Ľudo Ondrejov (19 October 1901 in Slanje, present day Croatia – 18 March 1962 in Bratislava, Czechoslovakia) was a Slovak poet and prose writer.

== Biography ==
Ľudo Ondrejov was born in a Slovak family in Slanje, Austro-Hungarian Empire (today part of Donji Martijanec, Croatia) on 18 March 1901. He spent most of his childhood in the Kingdom of Hungary in a small village Kostiviarska (today part of Banská Bystrica). He moved to Bratislava in 1938 and became a professional writer. Ľudo Ondrejov was a member of a partisan group in 1944–45. During World War II he was given a bookstore as a part of the Aryanization in Slovakia.

== Works ==
=== Writing career ===
Ondrejov's first works were published in periodicals such as Slovenské pohľady (Slovak views). His first book was published in 1932. He wrote prose and poetry for adults and children. Ondrejov was a significant member of the Slovak school of naturalism. Ondrejov also wrote fictional travelogues.

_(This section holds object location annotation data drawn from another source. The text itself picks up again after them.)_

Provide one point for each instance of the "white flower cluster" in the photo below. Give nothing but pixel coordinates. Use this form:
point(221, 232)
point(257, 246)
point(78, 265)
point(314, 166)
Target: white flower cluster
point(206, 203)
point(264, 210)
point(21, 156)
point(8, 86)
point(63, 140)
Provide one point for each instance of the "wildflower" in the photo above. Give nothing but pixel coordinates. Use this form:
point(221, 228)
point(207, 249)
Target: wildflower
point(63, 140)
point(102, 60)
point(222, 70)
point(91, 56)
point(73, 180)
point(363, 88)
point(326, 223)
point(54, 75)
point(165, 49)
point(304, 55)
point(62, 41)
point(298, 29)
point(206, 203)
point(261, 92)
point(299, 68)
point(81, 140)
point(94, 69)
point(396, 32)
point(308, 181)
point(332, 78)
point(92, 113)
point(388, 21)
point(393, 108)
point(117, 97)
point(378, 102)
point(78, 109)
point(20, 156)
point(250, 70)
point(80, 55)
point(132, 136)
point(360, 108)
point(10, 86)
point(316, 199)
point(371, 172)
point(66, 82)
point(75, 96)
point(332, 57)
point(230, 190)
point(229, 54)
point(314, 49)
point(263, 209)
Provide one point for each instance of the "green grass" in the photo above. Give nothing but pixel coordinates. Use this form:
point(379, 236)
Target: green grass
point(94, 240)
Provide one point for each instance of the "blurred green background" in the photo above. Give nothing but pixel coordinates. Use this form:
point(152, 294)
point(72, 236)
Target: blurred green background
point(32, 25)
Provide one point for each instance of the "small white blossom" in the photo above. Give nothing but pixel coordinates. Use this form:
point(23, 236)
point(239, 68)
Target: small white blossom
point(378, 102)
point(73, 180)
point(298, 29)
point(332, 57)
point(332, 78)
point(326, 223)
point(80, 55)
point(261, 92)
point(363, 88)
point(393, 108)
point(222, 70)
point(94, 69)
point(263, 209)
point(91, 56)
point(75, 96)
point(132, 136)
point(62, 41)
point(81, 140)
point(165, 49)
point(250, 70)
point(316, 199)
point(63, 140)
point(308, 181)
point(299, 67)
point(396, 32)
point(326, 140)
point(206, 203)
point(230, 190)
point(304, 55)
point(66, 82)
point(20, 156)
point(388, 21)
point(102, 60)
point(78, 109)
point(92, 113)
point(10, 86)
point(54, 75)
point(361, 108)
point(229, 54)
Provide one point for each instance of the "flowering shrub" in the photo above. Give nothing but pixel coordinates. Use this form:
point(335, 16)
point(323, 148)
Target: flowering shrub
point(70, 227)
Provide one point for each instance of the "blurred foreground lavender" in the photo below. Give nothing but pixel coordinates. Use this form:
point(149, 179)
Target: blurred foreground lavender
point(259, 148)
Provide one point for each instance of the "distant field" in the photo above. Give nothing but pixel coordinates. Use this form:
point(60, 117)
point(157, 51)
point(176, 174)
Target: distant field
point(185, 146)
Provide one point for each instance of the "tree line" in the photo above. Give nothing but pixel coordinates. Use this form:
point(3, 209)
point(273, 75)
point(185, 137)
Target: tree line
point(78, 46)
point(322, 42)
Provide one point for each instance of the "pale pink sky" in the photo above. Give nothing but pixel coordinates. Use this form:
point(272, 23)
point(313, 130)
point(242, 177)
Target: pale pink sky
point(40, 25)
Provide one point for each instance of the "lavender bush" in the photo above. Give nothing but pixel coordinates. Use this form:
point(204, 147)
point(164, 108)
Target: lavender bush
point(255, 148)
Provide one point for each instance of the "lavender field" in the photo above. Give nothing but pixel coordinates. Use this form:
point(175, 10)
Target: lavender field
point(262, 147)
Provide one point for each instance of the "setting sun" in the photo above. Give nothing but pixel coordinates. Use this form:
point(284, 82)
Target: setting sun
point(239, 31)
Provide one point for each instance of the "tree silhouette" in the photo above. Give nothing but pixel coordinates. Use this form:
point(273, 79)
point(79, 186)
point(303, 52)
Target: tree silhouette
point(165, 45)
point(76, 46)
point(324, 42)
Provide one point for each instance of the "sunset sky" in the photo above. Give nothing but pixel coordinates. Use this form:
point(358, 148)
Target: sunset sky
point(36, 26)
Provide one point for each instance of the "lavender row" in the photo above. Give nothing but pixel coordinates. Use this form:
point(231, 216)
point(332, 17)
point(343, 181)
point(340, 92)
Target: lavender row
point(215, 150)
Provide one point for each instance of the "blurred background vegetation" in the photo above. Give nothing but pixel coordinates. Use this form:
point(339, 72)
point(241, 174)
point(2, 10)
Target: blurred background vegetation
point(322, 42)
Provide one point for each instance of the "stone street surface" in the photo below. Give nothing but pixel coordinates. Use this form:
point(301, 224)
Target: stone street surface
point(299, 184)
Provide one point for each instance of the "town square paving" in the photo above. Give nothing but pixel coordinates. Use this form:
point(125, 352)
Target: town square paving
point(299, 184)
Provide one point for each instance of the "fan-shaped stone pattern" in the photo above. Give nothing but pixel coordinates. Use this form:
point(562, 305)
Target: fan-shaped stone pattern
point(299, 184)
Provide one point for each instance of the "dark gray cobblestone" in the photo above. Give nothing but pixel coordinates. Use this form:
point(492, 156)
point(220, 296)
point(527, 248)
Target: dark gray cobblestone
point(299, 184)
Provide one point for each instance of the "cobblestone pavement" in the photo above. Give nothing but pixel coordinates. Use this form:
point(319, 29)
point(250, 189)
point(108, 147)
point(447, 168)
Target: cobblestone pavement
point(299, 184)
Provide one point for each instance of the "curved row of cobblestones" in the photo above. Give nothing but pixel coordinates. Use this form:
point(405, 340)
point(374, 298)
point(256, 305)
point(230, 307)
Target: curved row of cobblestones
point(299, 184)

=== List of selected works ===
Poetry
- 1932 – Martin Nociar Jakubovie
- 1932 – Bez návratu (No return)
- 1936 – Mámenie (Wheedling)
- 1956 – Básne (Poems)

Prose
- 1932 – Rozprávky z hôr (Fairy tales from the mountains)
- 1936 – Africký zápisník (African itinerary)
- 1936 – Horami Sumatry(Through the mountains of Sumatra)
- Slnko vychádza nad hory (The Sun is rising over the hills) trilogy
  - 1937 – Zbojnícka mladosť (Outlaw's youth)
  - 1939 – Jerguš Lapin (also the name of the main character in the first two volumes)
  - 1950 – Na zemi sú tvoje hviezdy (Your stars are on the ground)
== Criticism ==

During the Second World War he Aryanized the second-hand bookshop of the Jewish family of Steiners in Bratislava. Moreover, when the deportation of Jews started, he said that in his company no Jew was needed and he reported them to the authorities:

"I declare that in this bookstore I do not need these Jews: Max Steiner, Joseph Steiner, Sigismund Steiner and Viliam Steiner. By securing and deporting those Jews neither the trade nor the Slovak state will suffer any economic damage, because I have found compensation in the Aryan person Mr. Viliam Fabry from the St. Martin."

These people later died in concentration camps.